Hypothermia during calcium-free perfusion of hearts protects them from injury caused by subsequent calcium repletion at 37 C (calcium paradox). Injury to calcium-free hearts is also associated with contracture caused by anoxia, 2,4-dinitrophenol (DNP), or caffeine. This study was done for the purpose of determining whether hypothermia during calcium-free perfusions protects hearts from contracture-associated injury. Langendorff-perfused rat hearts were studied in four experimental groups: I) Anoxia: Thirty minutes of anoxic perfusion at 37 C was followed by thirty minutes of anoxic calcium-free perfusion at 37-18 C. II) Calcium paradox: Five minutes of calcium-free perfusion at 37-18 C was followed by calcium repletion at 37 C. III, IVa) Caffeine or DNP: Five minutes of calcium-free perfusion at 37-18 C was followed by addition of 10 mM caffeine or 1 mM DNP in calcium-free medium at 37 C or, IVb) 1 mM DNP in calcium-free medium at 22 C. Injury was assessed by measurement of serial releases of creatine kinase (CK) in effluents and by cellular morphology. The results show that progressive hypothermia to 22 C during calcium-free perfusion periods produced a progressive reduction of CK release and morphologic evidence of injury due to anoxia, caffeine, or DNP, which closely paralleled protection of hearts from the calcium paradox. Protection from injury in all experimental groups was associated with preservation of sarcolemmal membrane integrity and prevention of cell separations at intercalated disk junctions. It is proposed that weakening of intercalated disks occurs during calcium-free perfusions and may be a cause of mechanical fragility of the sarcolemma. Hypothermia may protect hearts from contracture-associated injury by preserving the integrity of intercalated disk junctions during periods of extracellular calcium depletion.

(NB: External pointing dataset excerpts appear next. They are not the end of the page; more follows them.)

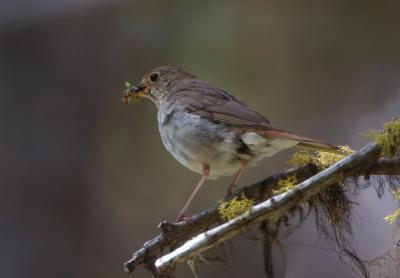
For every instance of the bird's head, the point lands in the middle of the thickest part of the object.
(156, 84)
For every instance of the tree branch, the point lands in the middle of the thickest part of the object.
(364, 162)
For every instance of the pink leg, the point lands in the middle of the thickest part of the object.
(236, 177)
(206, 173)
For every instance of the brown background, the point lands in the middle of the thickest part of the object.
(84, 180)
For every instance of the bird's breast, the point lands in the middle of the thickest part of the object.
(195, 141)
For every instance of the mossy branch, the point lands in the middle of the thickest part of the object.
(174, 234)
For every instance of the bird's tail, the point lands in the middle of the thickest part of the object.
(302, 141)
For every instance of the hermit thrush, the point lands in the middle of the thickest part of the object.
(210, 131)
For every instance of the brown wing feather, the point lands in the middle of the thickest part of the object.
(217, 105)
(303, 142)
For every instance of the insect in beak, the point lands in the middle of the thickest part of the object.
(134, 93)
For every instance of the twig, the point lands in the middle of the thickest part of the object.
(174, 234)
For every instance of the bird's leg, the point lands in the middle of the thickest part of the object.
(232, 186)
(206, 173)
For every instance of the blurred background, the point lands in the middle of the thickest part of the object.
(84, 179)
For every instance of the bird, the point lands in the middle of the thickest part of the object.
(209, 130)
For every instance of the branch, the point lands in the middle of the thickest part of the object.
(173, 234)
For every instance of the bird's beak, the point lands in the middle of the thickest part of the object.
(134, 93)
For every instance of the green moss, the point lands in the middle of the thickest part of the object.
(388, 139)
(321, 159)
(128, 85)
(235, 207)
(285, 185)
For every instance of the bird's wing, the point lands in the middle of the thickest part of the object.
(217, 105)
(206, 100)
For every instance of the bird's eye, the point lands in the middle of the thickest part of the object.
(154, 77)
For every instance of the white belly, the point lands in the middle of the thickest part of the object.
(195, 142)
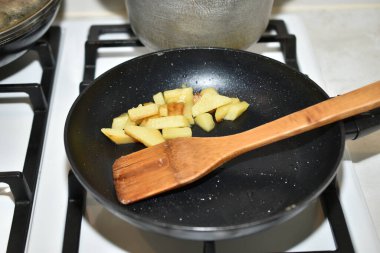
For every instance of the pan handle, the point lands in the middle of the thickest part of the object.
(362, 124)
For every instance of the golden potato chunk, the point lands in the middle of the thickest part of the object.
(187, 112)
(167, 122)
(163, 110)
(205, 121)
(175, 108)
(147, 136)
(176, 132)
(210, 90)
(118, 136)
(142, 111)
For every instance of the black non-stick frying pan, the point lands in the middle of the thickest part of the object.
(246, 195)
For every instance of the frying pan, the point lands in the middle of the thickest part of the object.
(248, 194)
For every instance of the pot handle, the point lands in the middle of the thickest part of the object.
(362, 124)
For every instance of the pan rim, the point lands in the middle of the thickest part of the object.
(200, 232)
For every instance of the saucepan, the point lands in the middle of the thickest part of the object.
(219, 23)
(252, 192)
(22, 23)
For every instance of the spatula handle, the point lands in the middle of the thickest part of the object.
(326, 112)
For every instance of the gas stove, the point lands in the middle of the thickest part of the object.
(54, 211)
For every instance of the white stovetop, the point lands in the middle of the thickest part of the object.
(345, 35)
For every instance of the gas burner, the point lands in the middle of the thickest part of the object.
(22, 184)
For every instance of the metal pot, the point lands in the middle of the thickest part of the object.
(22, 23)
(219, 23)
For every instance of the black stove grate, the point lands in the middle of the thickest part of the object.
(23, 184)
(76, 200)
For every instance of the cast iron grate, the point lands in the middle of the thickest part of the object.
(23, 184)
(76, 200)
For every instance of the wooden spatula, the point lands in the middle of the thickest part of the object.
(181, 161)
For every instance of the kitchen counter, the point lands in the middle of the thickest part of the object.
(345, 36)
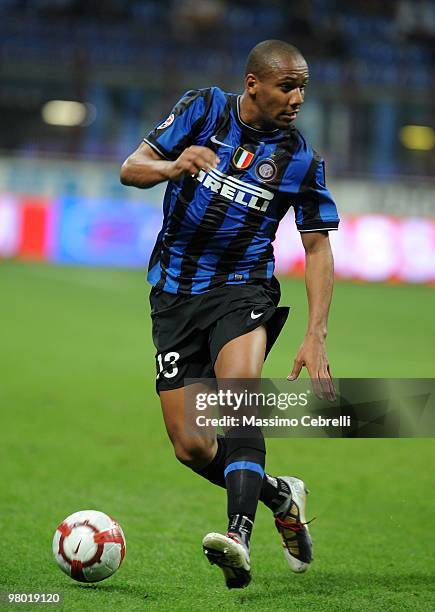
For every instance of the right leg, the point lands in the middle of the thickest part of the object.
(194, 446)
(200, 449)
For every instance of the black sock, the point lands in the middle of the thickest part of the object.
(214, 471)
(272, 490)
(244, 472)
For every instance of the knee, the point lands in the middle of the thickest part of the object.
(194, 452)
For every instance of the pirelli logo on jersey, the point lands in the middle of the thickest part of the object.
(235, 190)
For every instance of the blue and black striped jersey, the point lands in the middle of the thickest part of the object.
(218, 228)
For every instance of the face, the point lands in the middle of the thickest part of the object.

心脏无钙灌注期间的低温可保护其免受随后在37℃复钙所引起的损伤(钙反常)。无钙心脏的损伤也与缺氧、2,4-二硝基苯酚(DNP)或咖啡因所引起的挛缩有关。本研究旨在确定无钙灌注期间的低温是否能保护心脏免受与挛缩相关的损伤。对采用Langendorff灌流的大鼠心脏进行了四个实验组的研究:I)缺氧:在37℃进行30分钟的缺氧灌注,随后在37 - 18℃进行30分钟的无钙缺氧灌注。II)钙反常:在37 - 18℃进行5分钟的无钙灌注,随后在37℃复钙。III、IVa)咖啡因或DNP:在37 - 18℃进行5分钟的无钙灌注,随后在37℃于无钙培养基中加入10 mM咖啡因或1 mM DNP,或IVb)在22℃于无钙培养基中加入1 mM DNP。通过测量流出液中肌酸激酶(CK)的连续释放以及细胞形态来评估损伤。结果表明,在无钙灌注期间逐渐降温至22℃可使CK释放逐渐减少,且缺氧、咖啡因或DNP所致损伤的形态学证据也逐渐减少,这与心脏免受钙反常的保护密切平行。所有实验组中对损伤的保护均与肌膜完整性的保留以及防止闰盘连接处的细胞分离有关。有人提出,在无钙灌注期间闰盘会变弱,这可能是肌膜机械脆性的一个原因。低温可能通过在细胞外钙耗竭期间保留闰盘连接的完整性来保护心脏免受与挛缩相关的损伤。